I have extracted thus largely from the judgment of the learned judges in the Supreme Court of New Brunswick for the purpose of showing the difficulty which the court entertained in determining what the section in question (assuming it to apply to railway companies) authorized to be assessed as the income of such companies, and of showing also the unanimity of opinion of the learned judges as to the utter inadequacy of the mode provided by the section for arriving with any degree of accuracy or justice at whatever it was as regards railway companies which, if anything, the section authorized to be assessed: and for the purpose also of showing that in this state of difficulty and doubt what the judgment of the court rests upon is, that the deviations from the form in schedule B in the statement furnished by the company's agent nullified that statement wholly and left the assessors no alternative but to act independently of it, as if none at all had been made, as they did, from whose assessment there is no redress, however monstrously extravagant the assessment may be, or whatever may have been the principle upon which it was made, although it is not suggested that they had, but on the contrary it is apparent that they had not and could not have had, any clear conception as to how they should proceed' nor any data whatever to govern them in the exercise of their judgment in determining the amount for which, if any, the section authorized the company or its agent to be assessed.
I am unable to concur in this view. The New Brunswick statute for the construction of acts of the legislature
[Page 702]
and the interpretation of terms used therein, viz. ch. 118 of the Consolidated Statutes of New Brunswick, enacts that "forms" when prescribed in acts of the legislature "shall admit of deviations not affecting the substance or calculated to mislead."
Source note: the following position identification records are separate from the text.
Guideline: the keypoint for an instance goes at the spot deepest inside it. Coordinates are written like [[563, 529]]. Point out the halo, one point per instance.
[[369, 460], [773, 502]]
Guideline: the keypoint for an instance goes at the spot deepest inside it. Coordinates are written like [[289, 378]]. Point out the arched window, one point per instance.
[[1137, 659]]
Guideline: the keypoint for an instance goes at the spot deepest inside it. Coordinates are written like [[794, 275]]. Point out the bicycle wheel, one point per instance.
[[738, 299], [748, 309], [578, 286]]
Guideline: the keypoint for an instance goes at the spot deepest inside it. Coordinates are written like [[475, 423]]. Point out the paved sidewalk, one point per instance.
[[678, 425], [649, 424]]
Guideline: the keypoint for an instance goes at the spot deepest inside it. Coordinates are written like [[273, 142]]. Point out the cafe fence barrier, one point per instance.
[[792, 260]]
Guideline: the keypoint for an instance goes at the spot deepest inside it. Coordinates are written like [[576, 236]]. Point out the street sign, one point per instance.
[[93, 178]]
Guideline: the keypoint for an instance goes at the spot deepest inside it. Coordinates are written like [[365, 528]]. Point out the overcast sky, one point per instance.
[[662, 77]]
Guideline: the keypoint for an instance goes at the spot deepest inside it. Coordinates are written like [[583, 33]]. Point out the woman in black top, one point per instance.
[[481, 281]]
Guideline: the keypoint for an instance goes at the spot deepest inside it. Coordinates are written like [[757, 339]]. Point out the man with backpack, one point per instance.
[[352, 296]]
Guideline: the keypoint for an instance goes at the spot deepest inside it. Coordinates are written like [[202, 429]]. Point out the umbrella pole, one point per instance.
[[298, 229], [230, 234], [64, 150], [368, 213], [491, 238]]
Now the words in the form in schedule B which Mr. Timmerman erased, namely "this amount has not been reduced, &c., &c." plainly, as it appears to me, apply to a case in which some amount of income is inserted in the column for that purpose as having been received, and have no application, but on the contrary are meaningless and unnecessary, in a case where the statement is that no income has been received. The form points to the possibility of there being no income at all returnable as having been received for the directions at the foot of the form under the head "instructions for filling the above return" expressly direct the party making the return to insert the word "none" in the column for that purpose if there were no income or real property returnable. With this direction Mr. Timmerman complied, and his statement as made could not have failed to convey to the assessors what it was intended to convey and what it, in point of fact, expressed, namely, that there was no income or property returnable; the erasion of the words "this amount" &c., &c., when in point of fact the agent denied that any amount had been received, tended in truth to make the return conformable to the actual state of things as represented in the return and could not by possibility mislead the assessors. The deviation, therefore, from the form which was caused by the erasion was authorized by the above provision in ch. 118 of the Consolidated Statutes. It might have required explanation if the assessors had asked for any, and upon inquiries being made by them of Mr. Timmerman it might have proved to be incorrect, but that the assessors
[Page 703]
should be at liberty because of such deviation from the form to treat the statement as an at solute nullity, and to abstain from making any inquiries of the agent in explanation of the statement, and arbitrarily to assess the company and their agent at any rate they pleased without showing upon what data they proceeded, which is what they have done, and that the party so assessed should have no remedy whatever or means of redress, however monstrous and extravagant the assessment may be is a construction which I do not think can be put upon the statute; the provision of the section that there shall be no appeal from a rate or assessment made by the assessors "according to their best judgment" in the case of an agent of a company neglecting to furnish a statement as required by the section has relation, as it appears to me, to the appeal for over-valuation given by sec. 60 of ch. 100 of the Consolidated Statutes of New Brunswick as to rates and taxes, and does not in any respect abridge the power of the court to do justice if the assessors appear to have proceeded in an arbitrary manner without any exercise of judgment, or to have made the assessment upon a wrong principle, or upon no principle, or for an amount so extravagant under the circumstances as to shock the sense of justice, under sec. 112 and the subsequent sections of the ch. 100 upon a motion for a certiorari to bring up an assessment with a view to its being quashed.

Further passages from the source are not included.